En revanche, s’il y a bien un groupe de Thrash qui m’a agréablement surpris, c’est bien Anthrax. Moi qui n’attends plus rien de leur part, en studio comme en live, j’avoue avoir bien fermé ma grande bouche. Quel show ! Surtout de la part d’un combo comprenant encore aujourd’hui la quasi-totalité des membres originels. Les gars savent fédérer un public, que ce soit entre les morceaux ou pendant. Chacun se démène comme un diable sur scène – et même hors de la scène pour ce qui est du vocaliste. Et le public le rend bien. Ça slamme dans tous les sens, le pit ne désemplit pas du début à la fin, et ça va même en s’améliorant. Le pic de violence étant atteint pendant la fameuse « wardance » du tube Indians joué en fin de set. N’ayant pas vu le groupe depuis quasiment 6 ans, je dois dire que je prends une sacrée claque. Anthrax a vraiment la foule dans sa poche, impressionnant !

Lynyrd Skynyrd
Main Stage 1
19h40 - 20h40

Di Sab : Les mots me manquent pour décrire ce concert aussi drôle qu’efficace.
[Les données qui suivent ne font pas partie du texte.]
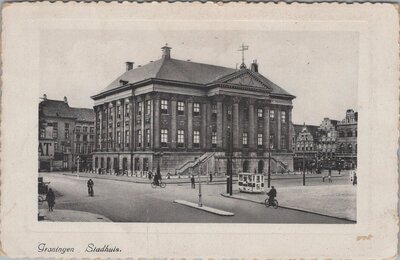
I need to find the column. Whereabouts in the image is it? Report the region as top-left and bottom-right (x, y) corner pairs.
(232, 97), (240, 149)
(287, 108), (294, 152)
(153, 94), (160, 149)
(276, 108), (282, 150)
(217, 96), (224, 149)
(130, 97), (136, 150)
(171, 96), (177, 149)
(120, 99), (125, 151)
(140, 97), (146, 151)
(263, 102), (270, 151)
(206, 101), (212, 149)
(200, 102), (209, 149)
(187, 98), (193, 149)
(248, 99), (257, 150)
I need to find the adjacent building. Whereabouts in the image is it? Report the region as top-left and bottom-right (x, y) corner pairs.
(92, 46), (295, 177)
(293, 124), (321, 171)
(39, 95), (95, 171)
(337, 109), (358, 168)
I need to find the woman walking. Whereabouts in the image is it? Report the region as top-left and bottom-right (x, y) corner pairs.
(46, 188), (56, 211)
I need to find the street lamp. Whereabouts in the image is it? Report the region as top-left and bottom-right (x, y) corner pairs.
(268, 136), (274, 188)
(303, 136), (307, 186)
(198, 163), (203, 207)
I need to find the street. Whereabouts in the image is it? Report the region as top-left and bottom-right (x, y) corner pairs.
(40, 173), (351, 223)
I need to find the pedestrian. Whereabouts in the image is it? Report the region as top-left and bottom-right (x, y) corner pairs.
(190, 174), (196, 189)
(87, 179), (94, 197)
(46, 188), (56, 211)
(328, 167), (332, 182)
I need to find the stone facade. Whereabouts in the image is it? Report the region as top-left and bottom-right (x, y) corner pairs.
(337, 109), (358, 168)
(92, 47), (294, 175)
(39, 95), (95, 171)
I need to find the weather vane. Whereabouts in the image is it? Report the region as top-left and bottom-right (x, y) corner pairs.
(238, 43), (249, 69)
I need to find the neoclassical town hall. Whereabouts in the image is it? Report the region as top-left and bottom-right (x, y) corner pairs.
(92, 46), (295, 175)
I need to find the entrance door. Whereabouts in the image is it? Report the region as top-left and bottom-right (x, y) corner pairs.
(258, 160), (264, 173)
(243, 160), (249, 172)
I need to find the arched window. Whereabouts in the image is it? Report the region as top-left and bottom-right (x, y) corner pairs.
(243, 160), (249, 172)
(347, 144), (353, 153)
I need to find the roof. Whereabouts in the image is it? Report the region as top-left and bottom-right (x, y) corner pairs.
(99, 58), (294, 97)
(293, 124), (320, 137)
(39, 99), (95, 122)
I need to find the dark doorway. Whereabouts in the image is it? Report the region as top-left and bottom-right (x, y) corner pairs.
(243, 160), (249, 172)
(258, 160), (264, 173)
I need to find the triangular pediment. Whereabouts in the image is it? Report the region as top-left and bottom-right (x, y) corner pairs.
(220, 70), (269, 89)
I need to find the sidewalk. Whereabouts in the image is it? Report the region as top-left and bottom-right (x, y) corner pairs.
(221, 184), (357, 221)
(43, 172), (349, 184)
(39, 208), (111, 222)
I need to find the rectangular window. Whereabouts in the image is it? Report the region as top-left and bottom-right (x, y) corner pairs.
(211, 104), (217, 115)
(242, 132), (248, 147)
(125, 130), (130, 147)
(257, 108), (263, 118)
(257, 134), (263, 148)
(178, 101), (185, 116)
(138, 130), (142, 147)
(161, 99), (168, 114)
(193, 103), (200, 116)
(64, 123), (69, 139)
(137, 102), (143, 116)
(211, 131), (217, 148)
(117, 106), (122, 119)
(178, 130), (185, 147)
(125, 103), (130, 117)
(269, 135), (275, 150)
(281, 135), (286, 150)
(193, 131), (200, 148)
(146, 100), (151, 115)
(117, 131), (121, 147)
(53, 123), (58, 139)
(281, 111), (286, 123)
(269, 110), (275, 120)
(146, 129), (151, 147)
(161, 129), (168, 147)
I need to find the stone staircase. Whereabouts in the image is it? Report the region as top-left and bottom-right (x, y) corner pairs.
(178, 152), (215, 175)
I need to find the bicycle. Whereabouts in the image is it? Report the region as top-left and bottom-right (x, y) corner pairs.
(265, 198), (279, 209)
(38, 195), (46, 205)
(151, 181), (167, 188)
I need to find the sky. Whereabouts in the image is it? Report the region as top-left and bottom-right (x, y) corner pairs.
(38, 28), (358, 125)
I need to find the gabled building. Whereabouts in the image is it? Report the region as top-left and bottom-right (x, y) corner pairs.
(293, 124), (321, 170)
(39, 95), (95, 171)
(92, 46), (295, 174)
(337, 109), (358, 168)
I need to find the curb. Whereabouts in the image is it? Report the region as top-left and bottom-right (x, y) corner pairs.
(221, 193), (357, 223)
(174, 200), (235, 217)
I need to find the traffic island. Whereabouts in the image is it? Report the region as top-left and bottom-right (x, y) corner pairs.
(174, 200), (235, 217)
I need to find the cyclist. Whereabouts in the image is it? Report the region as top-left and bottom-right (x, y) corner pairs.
(267, 186), (277, 205)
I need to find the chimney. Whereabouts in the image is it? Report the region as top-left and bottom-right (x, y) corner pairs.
(251, 60), (258, 72)
(125, 61), (134, 71)
(161, 43), (172, 59)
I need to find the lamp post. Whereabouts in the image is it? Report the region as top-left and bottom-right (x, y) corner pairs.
(268, 137), (274, 188)
(303, 137), (307, 186)
(198, 163), (203, 207)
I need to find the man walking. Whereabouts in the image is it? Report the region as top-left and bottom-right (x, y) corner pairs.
(87, 179), (94, 197)
(190, 174), (196, 189)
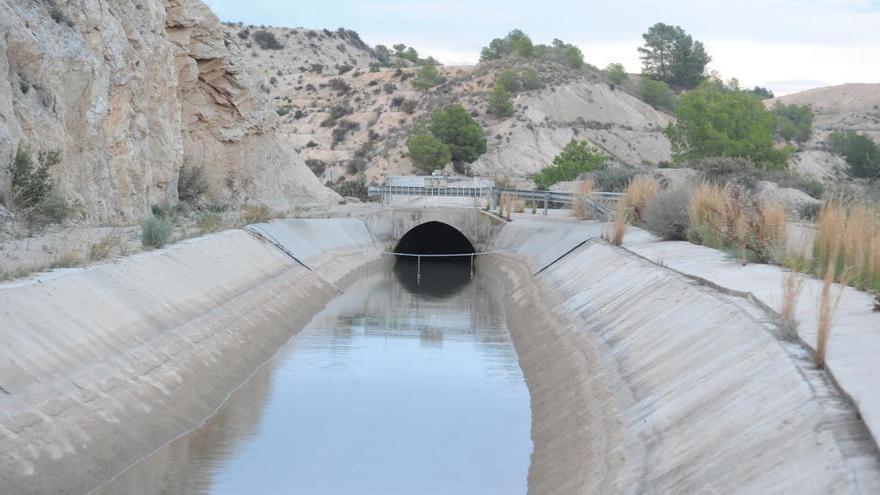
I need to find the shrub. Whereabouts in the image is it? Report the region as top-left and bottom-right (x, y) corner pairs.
(666, 83), (792, 169)
(644, 187), (691, 241)
(428, 104), (486, 164)
(534, 138), (606, 189)
(495, 69), (519, 93)
(241, 205), (273, 225)
(688, 182), (785, 263)
(639, 76), (677, 112)
(519, 69), (544, 91)
(486, 84), (513, 118)
(306, 158), (327, 177)
(406, 130), (452, 173)
(9, 147), (69, 226)
(828, 130), (880, 178)
(141, 214), (174, 249)
(590, 167), (639, 192)
(251, 29), (284, 50)
(605, 63), (627, 86)
(411, 64), (444, 90)
(773, 102), (813, 143)
(177, 165), (208, 204)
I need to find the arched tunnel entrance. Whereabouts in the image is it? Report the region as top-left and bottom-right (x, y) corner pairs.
(394, 222), (475, 254)
(394, 222), (476, 297)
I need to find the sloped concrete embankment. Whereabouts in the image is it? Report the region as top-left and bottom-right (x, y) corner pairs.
(481, 221), (878, 494)
(0, 220), (379, 493)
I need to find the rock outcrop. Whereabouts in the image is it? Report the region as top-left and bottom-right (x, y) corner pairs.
(0, 0), (336, 221)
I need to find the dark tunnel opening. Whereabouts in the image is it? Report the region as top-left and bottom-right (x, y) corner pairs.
(394, 222), (475, 262)
(394, 222), (476, 298)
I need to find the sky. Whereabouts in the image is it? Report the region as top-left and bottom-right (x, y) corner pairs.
(206, 0), (880, 95)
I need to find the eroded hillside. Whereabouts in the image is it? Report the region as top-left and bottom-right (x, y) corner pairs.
(225, 24), (672, 182)
(0, 0), (336, 222)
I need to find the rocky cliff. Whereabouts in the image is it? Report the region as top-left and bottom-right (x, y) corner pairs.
(0, 0), (336, 221)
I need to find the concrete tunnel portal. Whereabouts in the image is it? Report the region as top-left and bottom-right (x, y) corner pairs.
(394, 221), (476, 259)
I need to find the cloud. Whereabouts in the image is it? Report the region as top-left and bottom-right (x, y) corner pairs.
(352, 2), (518, 24)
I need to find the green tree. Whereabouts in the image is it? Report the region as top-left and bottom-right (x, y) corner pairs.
(406, 129), (452, 173)
(495, 69), (519, 93)
(639, 76), (677, 112)
(772, 102), (813, 143)
(429, 104), (486, 165)
(486, 84), (513, 117)
(412, 64), (443, 90)
(519, 69), (544, 91)
(534, 138), (606, 189)
(639, 22), (712, 88)
(480, 29), (535, 62)
(605, 63), (627, 86)
(828, 130), (880, 178)
(666, 83), (791, 168)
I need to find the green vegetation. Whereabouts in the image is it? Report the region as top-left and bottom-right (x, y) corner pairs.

Quand on pense à Lynyrd Skynyrd et à leur Sweet Home Alabama, on a forcément l’image de quelque chose de très … américain. Le résultat se situe au-delà de toutes vos espérances. Débarquant sur Working for MCA, Johnny Van Zandt (petit frère de Ronnie, RIP) commence à bénir l’assistance à tout va, vêtu de sa plus belle veste en jean avec 3 patchs : un drapeau américain en backpatch, un « Lynyrd Skynyrd forever » et un second drapeau américain avec marqué en dessous « these colours don’t run ». Sérieusement, c’est plus vrai que nature. Un Christ tatoué sur le bras, des lunettes de soleil et une moustache en guidon, si l’Amérique avait un visage, il aurait celui de monsieur Van Zandt. Le reste est tout aussi bordélique. Tatouage d’Indiens, choristes de 50 piges, pianiste qui joue sur un piano blanc à queue, tant de petits détails tous plus drôles les uns que les autres. Over the top comme une soirée au Buffalo Grill. Il faut également savoir que Lynyrd Skynyrd fait un très bon usage des écrans et que la DA du groupe est un poil meilleure que celle de Tool : pendant The Needle and the Spoon, les effets de l’héroïne étaient symbolisés par une distorsion de l’image en spirale et un filtre violet. On est passé tout près des éléphants roses. Des photos de la daronne sur Simple Man, de cieux bleus pendant Sweet Home Alabama (bien synchronisé avec les paroles du refrain), des drapeaux américains jusqu’à l’overdose, tout était royal.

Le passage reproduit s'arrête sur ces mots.